Treatment of VUR in most cases is with low dose daily antibiotics, usually nitrofurantoin, amoxicillin or trimethoprim-sulfamethoxazole. Corrective surgery may be considered for grade V reflux and for those with recurrent urinary tract infections despite treatment with low dose daily antibiotics. Surgery involves re-implanting the ureter into the bladder wall at a different angle which allows the reflux-preventing valve effect during urination.
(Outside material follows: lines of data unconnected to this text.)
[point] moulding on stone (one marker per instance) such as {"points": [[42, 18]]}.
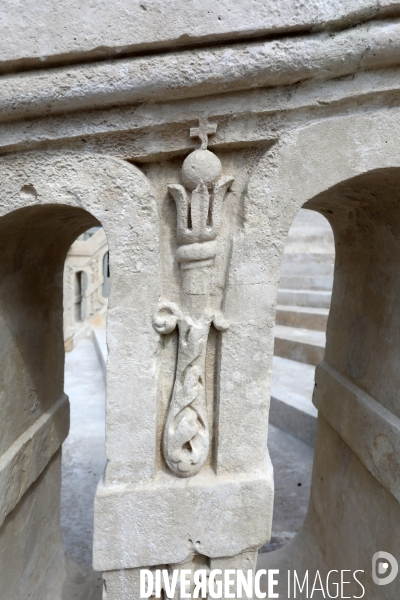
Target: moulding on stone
{"points": [[201, 72], [370, 429], [29, 455]]}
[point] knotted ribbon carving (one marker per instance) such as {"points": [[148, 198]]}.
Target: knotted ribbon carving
{"points": [[199, 212]]}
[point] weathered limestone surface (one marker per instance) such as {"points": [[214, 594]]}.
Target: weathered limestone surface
{"points": [[196, 163]]}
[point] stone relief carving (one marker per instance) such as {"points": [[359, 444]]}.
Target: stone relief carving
{"points": [[199, 213]]}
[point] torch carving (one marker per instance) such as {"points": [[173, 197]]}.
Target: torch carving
{"points": [[199, 212]]}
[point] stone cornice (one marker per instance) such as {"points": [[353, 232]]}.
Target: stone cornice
{"points": [[202, 72]]}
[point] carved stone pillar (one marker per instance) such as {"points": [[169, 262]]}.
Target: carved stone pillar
{"points": [[207, 496]]}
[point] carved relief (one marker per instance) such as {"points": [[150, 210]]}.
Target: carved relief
{"points": [[199, 212]]}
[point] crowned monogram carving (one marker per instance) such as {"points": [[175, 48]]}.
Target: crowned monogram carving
{"points": [[186, 438]]}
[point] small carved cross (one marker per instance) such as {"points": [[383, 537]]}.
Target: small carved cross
{"points": [[203, 131]]}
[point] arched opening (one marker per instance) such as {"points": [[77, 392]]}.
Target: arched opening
{"points": [[34, 242], [353, 506], [304, 297]]}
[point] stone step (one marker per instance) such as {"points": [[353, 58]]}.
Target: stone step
{"points": [[302, 316], [291, 407], [308, 263], [302, 345], [306, 282], [308, 298]]}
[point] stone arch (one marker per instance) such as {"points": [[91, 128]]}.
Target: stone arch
{"points": [[348, 169], [47, 200]]}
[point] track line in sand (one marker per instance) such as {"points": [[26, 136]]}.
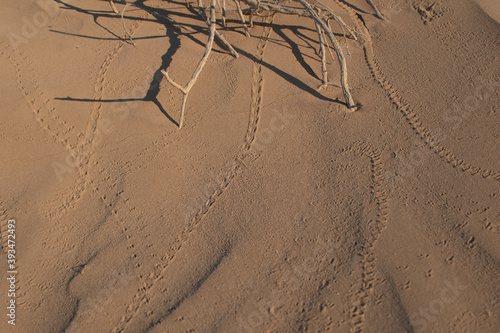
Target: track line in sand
{"points": [[375, 229], [4, 218], [404, 107], [143, 294]]}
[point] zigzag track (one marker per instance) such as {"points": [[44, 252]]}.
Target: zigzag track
{"points": [[143, 294], [4, 218], [375, 229], [408, 113]]}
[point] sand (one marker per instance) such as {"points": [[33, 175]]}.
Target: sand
{"points": [[274, 209]]}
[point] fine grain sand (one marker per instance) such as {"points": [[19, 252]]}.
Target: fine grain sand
{"points": [[273, 209]]}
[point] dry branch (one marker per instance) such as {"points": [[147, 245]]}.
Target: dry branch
{"points": [[318, 12], [113, 7], [123, 22], [377, 12]]}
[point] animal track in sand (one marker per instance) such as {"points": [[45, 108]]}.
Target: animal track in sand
{"points": [[157, 275], [404, 107]]}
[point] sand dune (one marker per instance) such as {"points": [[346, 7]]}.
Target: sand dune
{"points": [[275, 208]]}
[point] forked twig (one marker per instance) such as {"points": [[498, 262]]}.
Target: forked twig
{"points": [[208, 48]]}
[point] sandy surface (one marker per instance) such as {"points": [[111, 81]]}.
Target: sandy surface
{"points": [[273, 209]]}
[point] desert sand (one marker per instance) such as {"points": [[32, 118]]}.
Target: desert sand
{"points": [[275, 208]]}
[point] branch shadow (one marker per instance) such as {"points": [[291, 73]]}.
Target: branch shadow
{"points": [[165, 16]]}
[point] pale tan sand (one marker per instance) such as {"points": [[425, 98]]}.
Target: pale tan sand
{"points": [[382, 220]]}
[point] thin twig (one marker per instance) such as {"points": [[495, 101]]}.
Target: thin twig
{"points": [[113, 7], [377, 12], [123, 22], [338, 50]]}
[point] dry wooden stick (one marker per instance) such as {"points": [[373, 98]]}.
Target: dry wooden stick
{"points": [[224, 13], [338, 50], [377, 12], [208, 48], [123, 22], [240, 13], [112, 4]]}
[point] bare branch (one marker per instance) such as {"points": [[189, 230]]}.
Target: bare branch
{"points": [[201, 64], [123, 22], [240, 13]]}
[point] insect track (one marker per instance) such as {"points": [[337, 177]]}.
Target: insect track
{"points": [[375, 229], [142, 295]]}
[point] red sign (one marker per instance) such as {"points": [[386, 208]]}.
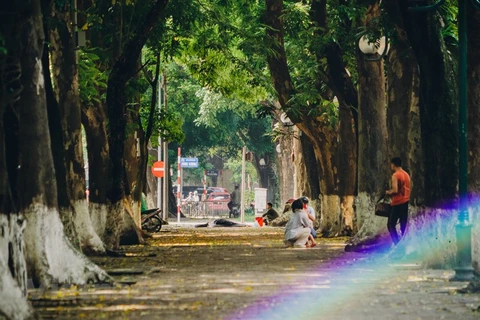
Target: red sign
{"points": [[158, 169]]}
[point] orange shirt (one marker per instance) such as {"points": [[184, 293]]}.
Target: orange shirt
{"points": [[403, 194]]}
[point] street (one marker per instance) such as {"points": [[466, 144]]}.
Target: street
{"points": [[246, 273]]}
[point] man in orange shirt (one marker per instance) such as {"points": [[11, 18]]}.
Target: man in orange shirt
{"points": [[400, 193]]}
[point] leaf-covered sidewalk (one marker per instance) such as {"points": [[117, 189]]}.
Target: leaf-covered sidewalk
{"points": [[245, 273]]}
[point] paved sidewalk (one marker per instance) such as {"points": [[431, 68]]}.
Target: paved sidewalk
{"points": [[245, 273]]}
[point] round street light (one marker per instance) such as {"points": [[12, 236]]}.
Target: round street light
{"points": [[286, 120]]}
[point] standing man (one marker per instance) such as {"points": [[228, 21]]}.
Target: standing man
{"points": [[400, 192], [270, 215], [310, 214], [235, 198]]}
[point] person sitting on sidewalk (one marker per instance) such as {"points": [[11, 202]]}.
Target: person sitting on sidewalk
{"points": [[297, 232], [310, 214], [270, 215]]}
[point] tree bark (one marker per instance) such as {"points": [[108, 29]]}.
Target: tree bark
{"points": [[473, 57], [94, 121], [13, 269], [373, 166], [68, 150], [123, 70], [438, 104], [50, 256], [437, 101]]}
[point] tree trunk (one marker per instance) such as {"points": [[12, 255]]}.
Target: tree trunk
{"points": [[373, 166], [439, 136], [438, 105], [72, 200], [340, 83], [123, 70], [266, 174], [50, 256], [13, 269], [474, 126], [94, 121], [285, 169]]}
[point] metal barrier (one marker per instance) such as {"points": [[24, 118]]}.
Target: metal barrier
{"points": [[205, 209]]}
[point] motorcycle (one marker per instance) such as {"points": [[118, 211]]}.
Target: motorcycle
{"points": [[151, 220], [234, 211]]}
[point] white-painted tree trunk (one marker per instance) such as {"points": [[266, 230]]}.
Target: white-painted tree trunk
{"points": [[331, 214], [13, 291], [115, 224], [50, 256], [368, 224], [98, 217], [474, 217], [88, 237], [348, 214]]}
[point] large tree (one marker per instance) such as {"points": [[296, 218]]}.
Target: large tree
{"points": [[29, 187]]}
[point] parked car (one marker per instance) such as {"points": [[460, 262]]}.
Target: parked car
{"points": [[217, 202], [218, 189]]}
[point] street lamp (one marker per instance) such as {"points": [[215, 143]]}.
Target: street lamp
{"points": [[463, 268], [286, 120], [372, 48]]}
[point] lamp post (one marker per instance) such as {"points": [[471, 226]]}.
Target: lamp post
{"points": [[371, 49], [463, 269]]}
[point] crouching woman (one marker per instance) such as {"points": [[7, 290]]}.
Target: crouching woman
{"points": [[297, 231]]}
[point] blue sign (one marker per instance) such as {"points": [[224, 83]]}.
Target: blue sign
{"points": [[189, 162]]}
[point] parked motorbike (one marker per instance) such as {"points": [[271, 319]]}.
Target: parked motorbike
{"points": [[234, 211], [151, 220]]}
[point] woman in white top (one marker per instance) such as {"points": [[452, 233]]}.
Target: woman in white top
{"points": [[297, 231]]}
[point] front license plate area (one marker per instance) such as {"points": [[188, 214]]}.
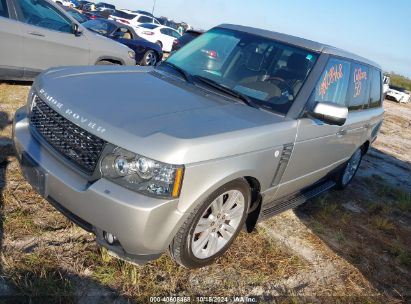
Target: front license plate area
{"points": [[34, 174]]}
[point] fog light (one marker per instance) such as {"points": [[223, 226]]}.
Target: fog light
{"points": [[110, 238]]}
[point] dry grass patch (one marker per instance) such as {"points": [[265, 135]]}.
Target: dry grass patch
{"points": [[374, 237]]}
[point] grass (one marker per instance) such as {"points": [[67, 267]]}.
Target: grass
{"points": [[365, 237]]}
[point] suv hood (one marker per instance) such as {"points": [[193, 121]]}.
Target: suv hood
{"points": [[156, 114]]}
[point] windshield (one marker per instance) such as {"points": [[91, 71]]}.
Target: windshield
{"points": [[100, 26], [271, 73]]}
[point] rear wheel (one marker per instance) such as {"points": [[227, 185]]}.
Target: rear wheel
{"points": [[212, 227], [149, 58], [346, 175]]}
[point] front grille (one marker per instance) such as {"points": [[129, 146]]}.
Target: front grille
{"points": [[77, 145]]}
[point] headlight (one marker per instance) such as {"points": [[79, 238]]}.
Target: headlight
{"points": [[142, 174], [131, 54]]}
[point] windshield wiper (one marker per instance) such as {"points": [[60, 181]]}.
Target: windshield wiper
{"points": [[187, 76], [244, 98]]}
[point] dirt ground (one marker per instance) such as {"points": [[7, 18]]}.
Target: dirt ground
{"points": [[350, 246]]}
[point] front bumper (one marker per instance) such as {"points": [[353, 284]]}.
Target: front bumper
{"points": [[143, 226]]}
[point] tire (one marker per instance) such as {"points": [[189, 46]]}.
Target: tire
{"points": [[149, 58], [211, 243], [106, 62], [349, 170]]}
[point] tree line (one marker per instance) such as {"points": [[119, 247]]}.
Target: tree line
{"points": [[399, 80]]}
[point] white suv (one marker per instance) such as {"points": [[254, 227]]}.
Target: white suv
{"points": [[132, 19]]}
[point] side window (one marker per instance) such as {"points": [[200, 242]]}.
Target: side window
{"points": [[3, 9], [333, 83], [175, 34], [43, 14], [375, 94], [145, 19], [358, 91]]}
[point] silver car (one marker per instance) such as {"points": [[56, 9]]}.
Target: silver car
{"points": [[237, 126], [37, 35]]}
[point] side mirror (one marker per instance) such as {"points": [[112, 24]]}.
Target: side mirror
{"points": [[76, 30], [330, 113], [118, 35]]}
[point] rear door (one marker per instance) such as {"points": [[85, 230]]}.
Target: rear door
{"points": [[319, 147], [48, 38], [11, 43]]}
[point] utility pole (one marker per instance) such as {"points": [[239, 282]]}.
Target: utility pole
{"points": [[154, 5]]}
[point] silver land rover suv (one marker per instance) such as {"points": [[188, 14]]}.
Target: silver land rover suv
{"points": [[235, 127]]}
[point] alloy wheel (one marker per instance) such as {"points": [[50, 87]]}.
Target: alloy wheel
{"points": [[218, 224]]}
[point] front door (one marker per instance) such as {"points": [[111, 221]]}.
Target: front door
{"points": [[319, 147], [11, 44]]}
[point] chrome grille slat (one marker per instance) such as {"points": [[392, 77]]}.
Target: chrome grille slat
{"points": [[80, 147]]}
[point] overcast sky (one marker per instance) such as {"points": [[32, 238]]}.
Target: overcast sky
{"points": [[377, 29]]}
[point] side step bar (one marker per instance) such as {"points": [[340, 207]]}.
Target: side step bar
{"points": [[282, 205]]}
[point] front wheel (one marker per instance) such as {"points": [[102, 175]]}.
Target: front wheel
{"points": [[212, 227], [346, 175]]}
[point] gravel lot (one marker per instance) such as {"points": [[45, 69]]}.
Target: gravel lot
{"points": [[351, 245]]}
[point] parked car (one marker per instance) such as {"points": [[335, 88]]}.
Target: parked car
{"points": [[162, 35], [46, 36], [132, 19], [398, 94], [101, 6], [167, 22], [186, 38], [147, 53], [82, 4], [180, 157], [66, 3], [80, 18], [93, 15], [144, 13]]}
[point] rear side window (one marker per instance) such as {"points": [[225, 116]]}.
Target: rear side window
{"points": [[333, 84], [43, 14], [375, 94], [358, 90], [187, 37], [3, 9]]}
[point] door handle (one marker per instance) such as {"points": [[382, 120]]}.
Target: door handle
{"points": [[342, 132], [37, 34]]}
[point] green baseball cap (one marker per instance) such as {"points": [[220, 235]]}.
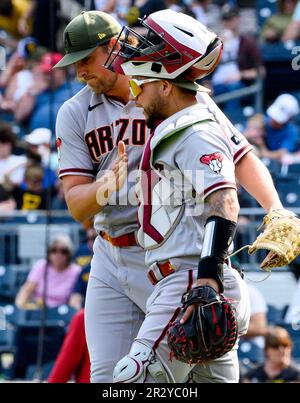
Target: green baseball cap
{"points": [[85, 33]]}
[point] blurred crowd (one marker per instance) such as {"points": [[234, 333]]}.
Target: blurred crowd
{"points": [[31, 92]]}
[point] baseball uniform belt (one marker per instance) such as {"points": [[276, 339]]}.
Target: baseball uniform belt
{"points": [[158, 271], [121, 241]]}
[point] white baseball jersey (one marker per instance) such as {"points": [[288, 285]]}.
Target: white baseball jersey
{"points": [[88, 129], [196, 150]]}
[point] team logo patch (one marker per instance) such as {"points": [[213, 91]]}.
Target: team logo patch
{"points": [[214, 161]]}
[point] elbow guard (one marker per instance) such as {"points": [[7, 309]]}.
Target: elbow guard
{"points": [[218, 235]]}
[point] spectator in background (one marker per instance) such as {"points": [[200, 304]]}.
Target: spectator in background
{"points": [[39, 143], [73, 359], [40, 104], [32, 195], [241, 62], [278, 366], [293, 30], [281, 134], [18, 77], [258, 325], [83, 255], [12, 166], [293, 311], [275, 26], [77, 299], [62, 275], [45, 25]]}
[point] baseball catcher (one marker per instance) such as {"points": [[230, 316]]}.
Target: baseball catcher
{"points": [[281, 237], [209, 332]]}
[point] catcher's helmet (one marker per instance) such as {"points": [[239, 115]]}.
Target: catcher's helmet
{"points": [[174, 43]]}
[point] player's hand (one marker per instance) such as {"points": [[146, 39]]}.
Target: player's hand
{"points": [[202, 281]]}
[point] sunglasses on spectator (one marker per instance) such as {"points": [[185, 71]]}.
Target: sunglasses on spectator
{"points": [[136, 85], [63, 251]]}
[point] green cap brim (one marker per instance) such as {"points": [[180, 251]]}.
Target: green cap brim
{"points": [[74, 57]]}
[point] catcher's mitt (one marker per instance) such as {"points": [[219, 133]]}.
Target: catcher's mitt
{"points": [[210, 331], [281, 237]]}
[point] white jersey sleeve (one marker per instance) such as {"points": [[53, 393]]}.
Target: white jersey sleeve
{"points": [[205, 157], [73, 154]]}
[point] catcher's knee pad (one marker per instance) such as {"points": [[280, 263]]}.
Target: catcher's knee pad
{"points": [[133, 368]]}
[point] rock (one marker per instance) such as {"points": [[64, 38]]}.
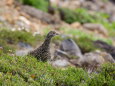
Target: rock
{"points": [[76, 25], [96, 27], [61, 63], [108, 48], [43, 16], [71, 48], [92, 60], [98, 58], [10, 2]]}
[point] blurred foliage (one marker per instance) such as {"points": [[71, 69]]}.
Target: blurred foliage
{"points": [[40, 4], [79, 15], [29, 71], [9, 39]]}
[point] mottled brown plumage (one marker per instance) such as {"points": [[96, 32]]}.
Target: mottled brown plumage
{"points": [[42, 53]]}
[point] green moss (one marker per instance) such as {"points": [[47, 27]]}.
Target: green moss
{"points": [[79, 15], [29, 71]]}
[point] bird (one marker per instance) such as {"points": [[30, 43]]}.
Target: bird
{"points": [[42, 53], [107, 47]]}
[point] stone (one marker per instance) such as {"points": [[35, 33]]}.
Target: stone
{"points": [[96, 27], [71, 48]]}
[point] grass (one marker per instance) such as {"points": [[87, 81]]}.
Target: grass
{"points": [[29, 71]]}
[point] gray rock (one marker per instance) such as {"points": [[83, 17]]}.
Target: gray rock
{"points": [[71, 48], [96, 27]]}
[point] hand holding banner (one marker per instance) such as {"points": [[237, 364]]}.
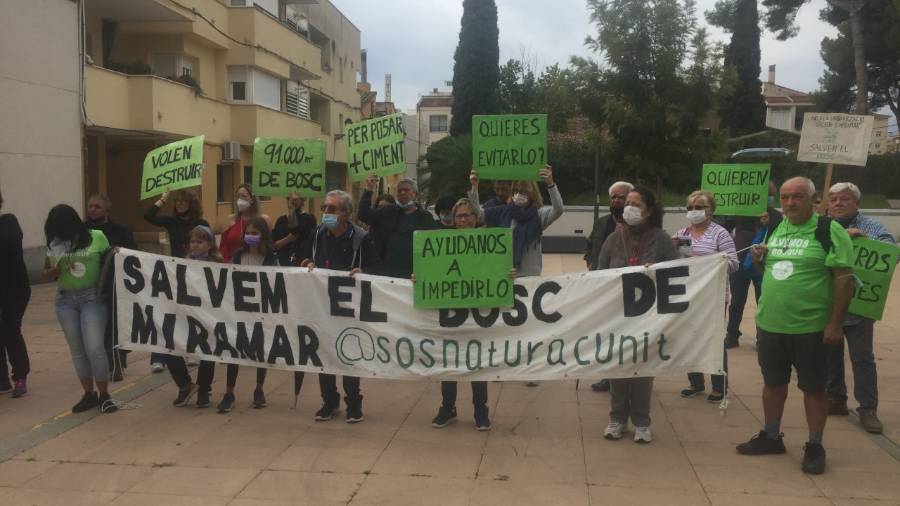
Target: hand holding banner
{"points": [[173, 167], [512, 146], [282, 166], [466, 268]]}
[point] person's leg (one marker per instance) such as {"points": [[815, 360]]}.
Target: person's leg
{"points": [[641, 392]]}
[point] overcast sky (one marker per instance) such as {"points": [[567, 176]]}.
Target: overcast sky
{"points": [[414, 40]]}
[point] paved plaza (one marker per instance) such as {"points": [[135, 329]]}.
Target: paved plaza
{"points": [[546, 446]]}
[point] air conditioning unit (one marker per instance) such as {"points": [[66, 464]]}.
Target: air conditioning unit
{"points": [[231, 151]]}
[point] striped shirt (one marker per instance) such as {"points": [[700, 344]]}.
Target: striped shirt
{"points": [[714, 240]]}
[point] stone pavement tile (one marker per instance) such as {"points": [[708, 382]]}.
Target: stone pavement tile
{"points": [[414, 491], [658, 465], [303, 488], [533, 460], [88, 477], [741, 499], [859, 485], [515, 493], [137, 499], [178, 480], [640, 496], [36, 497]]}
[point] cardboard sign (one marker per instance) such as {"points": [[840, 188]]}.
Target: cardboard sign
{"points": [[466, 268], [173, 167], [740, 189], [512, 146], [873, 263], [835, 138], [282, 166], [376, 146]]}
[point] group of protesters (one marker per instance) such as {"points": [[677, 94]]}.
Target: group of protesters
{"points": [[799, 263]]}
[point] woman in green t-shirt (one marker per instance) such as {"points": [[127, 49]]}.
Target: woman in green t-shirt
{"points": [[74, 260]]}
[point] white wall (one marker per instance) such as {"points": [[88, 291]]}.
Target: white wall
{"points": [[40, 127]]}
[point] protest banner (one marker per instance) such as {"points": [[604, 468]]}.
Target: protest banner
{"points": [[173, 167], [617, 323], [509, 146], [740, 189], [835, 138], [873, 263], [376, 146], [466, 268], [282, 166]]}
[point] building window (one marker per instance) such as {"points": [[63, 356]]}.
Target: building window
{"points": [[437, 123]]}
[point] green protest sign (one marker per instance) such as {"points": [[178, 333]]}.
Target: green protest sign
{"points": [[173, 167], [282, 166], [466, 268], [376, 146], [873, 264], [509, 146], [740, 189]]}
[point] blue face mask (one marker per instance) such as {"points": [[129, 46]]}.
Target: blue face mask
{"points": [[329, 221]]}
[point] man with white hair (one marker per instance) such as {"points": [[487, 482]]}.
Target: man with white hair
{"points": [[807, 277], [843, 207], [603, 227]]}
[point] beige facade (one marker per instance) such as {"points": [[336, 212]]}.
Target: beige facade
{"points": [[231, 70], [40, 131]]}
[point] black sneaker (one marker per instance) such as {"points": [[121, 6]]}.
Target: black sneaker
{"points": [[813, 459], [88, 401], [259, 399], [444, 417], [354, 410], [185, 395], [692, 391], [482, 421], [226, 404], [600, 386], [107, 404], [762, 444], [327, 412]]}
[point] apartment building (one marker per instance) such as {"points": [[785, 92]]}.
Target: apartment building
{"points": [[232, 70]]}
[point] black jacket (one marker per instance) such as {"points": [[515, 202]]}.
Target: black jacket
{"points": [[391, 240]]}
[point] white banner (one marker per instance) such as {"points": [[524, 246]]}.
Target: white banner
{"points": [[635, 321]]}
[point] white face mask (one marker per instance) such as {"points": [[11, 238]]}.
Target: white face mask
{"points": [[633, 215], [696, 216]]}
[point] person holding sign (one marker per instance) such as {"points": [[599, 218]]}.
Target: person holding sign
{"points": [[292, 229], [640, 242], [392, 226], [339, 245], [706, 237], [246, 208], [74, 258], [843, 207], [808, 287]]}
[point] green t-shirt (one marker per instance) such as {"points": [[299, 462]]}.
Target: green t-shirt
{"points": [[80, 269], [797, 284]]}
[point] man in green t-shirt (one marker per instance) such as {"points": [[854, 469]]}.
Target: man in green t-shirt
{"points": [[808, 286]]}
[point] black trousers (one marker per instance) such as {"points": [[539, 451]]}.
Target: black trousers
{"points": [[231, 378], [11, 340], [328, 388], [479, 393], [178, 369]]}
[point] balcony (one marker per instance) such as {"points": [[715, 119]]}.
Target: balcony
{"points": [[154, 104]]}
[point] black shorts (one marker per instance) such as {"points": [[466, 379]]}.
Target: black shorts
{"points": [[806, 353]]}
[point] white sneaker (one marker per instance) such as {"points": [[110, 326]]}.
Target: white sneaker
{"points": [[614, 430], [642, 435]]}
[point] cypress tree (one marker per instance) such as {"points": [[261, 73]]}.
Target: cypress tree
{"points": [[476, 67]]}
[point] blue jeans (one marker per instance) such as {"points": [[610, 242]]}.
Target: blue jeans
{"points": [[82, 317]]}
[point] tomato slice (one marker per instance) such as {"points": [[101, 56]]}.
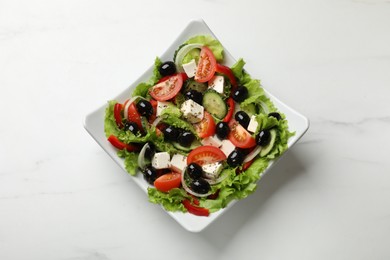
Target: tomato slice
{"points": [[132, 114], [229, 115], [196, 210], [206, 127], [228, 73], [120, 145], [239, 136], [168, 88], [205, 155], [117, 114], [206, 65], [168, 181]]}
Prognosis for children with VUR is excellent. Most children with grade III or less will resolve by school age. Children are usually followed in the pediatrician’s office every 3 to 4 months to monitor the urine for infection. At yearly intervals, they should have follow-up studies using nuclear cystography. For grade IV or V reflux, consultation with a urologist should be made.

How will the urine sample be obtained?

This depends on the age of your child. In toilet trained children, a midstream urine is the usual manner of collection. Your child will clean himself with a special wipe then urinate a small amount in the toilet then collect the mid-portion of the urine stream in a cup. This is the same method used for adult. In infants and young toddlers there are 2 methods of collection–by a bag or by a catheter. The bags used are sterile and attach to the skin with an adhesive. The peri-urethral skin is first cleansed well and then the bag is applied. This is an acceptable method if the urine returns negative (without any bacteria). If there is bacteria present though it may be a contaminant from the surrounding skin and the test will need to be repeated, or a catheter used. For catheter collection, a small hollow tube is inserted through the urethral opening and inserted into the bladder to collect urine. This is a very sterile method of collecting urine. A method used in many offices and hospitals is a needle collection method where a needle is inserted just above the pubic bone into the bladder to collect the urine, called suprapubic aspiration. This is also considered a very sterile collection method.